И ничего, никаких специальных приспособлений не надо, и незачем тревожить хитроумную технику, я просто скажу себе: Олег Борисов, и он возникнет на авансцене БДТ, молодой, худой, злой, со своими горячечными глазами, он будет принцем Гарри и скажет о дурной компании, в которой кутит и шалит от избытка сил, мечтая о короне: «Я всем им знаю цену!» И совсем элементарно: включить любую Алису Фрейндлих 70-х годов. Вот она, Геля из «Варшавской мелодии», сидит за пианино, справа, в бежевом костюмчике с коричневыми рукавами, играет и поет для своего возлюбленного спустя десять лет после разлуки и говорит своим незабвенным задыхающимся голосом: «Ты будешь смеяться, Витек, я все еще люблю тебя…» Витеков, которых любит Фрейндлих, тем временем удалось увидеть трех, последовательно сменяющихся, и среди них был и Анатолий Солоницын. Он был трогательней, глубже и бесплотней всех… И сколько таких очажков завелось уже в душе – прямо и не сосчитать. И странным образом эта призрачная, нежная жизнь совместилась с моей собственной судьбой, сообщая ей удивительную ноту, причудливый привкус, смягчая жестокость и горечь прожитых лет…
Что и говорить! Моя мама в молодости (50-60-е годы) играла в знаменитом самодеятельном театре Военно-механического института, была на первых ролях, так она помнит наизусть все поставленные спектакли, и кто там играл, и как играл. Вспоминая свой театр, она молодеет на 50 лет, голос обретает былую звонкость, из глаз потоками льется веселый свет. И ей что-то просквозило, просветило тогда, что-то навек милое, дорогое, сумевшее подкрасить, подсветить целую – ой как невеселую – жизнь.

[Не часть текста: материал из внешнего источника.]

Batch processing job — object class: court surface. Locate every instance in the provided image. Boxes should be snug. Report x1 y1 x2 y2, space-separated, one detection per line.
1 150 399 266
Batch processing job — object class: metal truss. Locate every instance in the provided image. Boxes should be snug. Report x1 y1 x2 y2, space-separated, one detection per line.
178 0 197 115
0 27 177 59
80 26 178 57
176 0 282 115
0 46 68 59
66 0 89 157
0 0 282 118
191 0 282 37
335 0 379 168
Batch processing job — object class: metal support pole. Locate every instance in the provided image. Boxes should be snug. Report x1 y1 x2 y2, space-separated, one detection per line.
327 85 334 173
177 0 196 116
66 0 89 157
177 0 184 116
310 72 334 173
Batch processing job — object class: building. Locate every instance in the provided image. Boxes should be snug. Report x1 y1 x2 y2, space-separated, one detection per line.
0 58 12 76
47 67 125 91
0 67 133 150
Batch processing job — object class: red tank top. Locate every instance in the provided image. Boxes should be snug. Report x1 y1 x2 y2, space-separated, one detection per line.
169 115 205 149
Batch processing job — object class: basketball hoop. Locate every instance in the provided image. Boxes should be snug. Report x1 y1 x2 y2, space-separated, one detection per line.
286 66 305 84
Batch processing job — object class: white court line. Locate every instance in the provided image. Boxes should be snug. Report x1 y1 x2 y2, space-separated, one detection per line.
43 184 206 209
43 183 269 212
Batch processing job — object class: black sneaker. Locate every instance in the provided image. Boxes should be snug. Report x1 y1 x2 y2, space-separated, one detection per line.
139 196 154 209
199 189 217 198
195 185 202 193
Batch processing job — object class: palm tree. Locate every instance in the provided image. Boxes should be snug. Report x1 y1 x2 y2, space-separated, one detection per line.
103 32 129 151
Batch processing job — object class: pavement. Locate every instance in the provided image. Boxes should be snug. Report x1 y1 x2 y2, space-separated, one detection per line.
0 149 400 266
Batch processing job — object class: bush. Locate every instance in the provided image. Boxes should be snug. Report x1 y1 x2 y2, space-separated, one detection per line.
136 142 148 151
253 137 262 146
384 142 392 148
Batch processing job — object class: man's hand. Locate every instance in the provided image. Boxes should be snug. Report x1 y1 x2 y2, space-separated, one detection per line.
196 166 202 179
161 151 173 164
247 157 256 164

Интересно, куда после смерти попадают пропавшие, сгинувшие театры? Есть ли для них свой рай и свой ад? Не «здесь» – здесь начинаются свои приключения в посмертии театров, связанные с приключениями общей культурной памяти, – а «там»?
(Смешно рассказывает в своих дневниках Олег Борисов. Будто приснился ему, после своей смерти, Георгий Александрович Товстоногов. И говорит – слушай, я тут всех собрал, Эсхила буду ставить. Давай ко мне. Борисов обрадовался, ждет, какую роль предложит ему мастер. А тот и молвит – так, это Луспекаев, это Полицеймако… а вот для тебя отличная роль, один из хора, – жду!)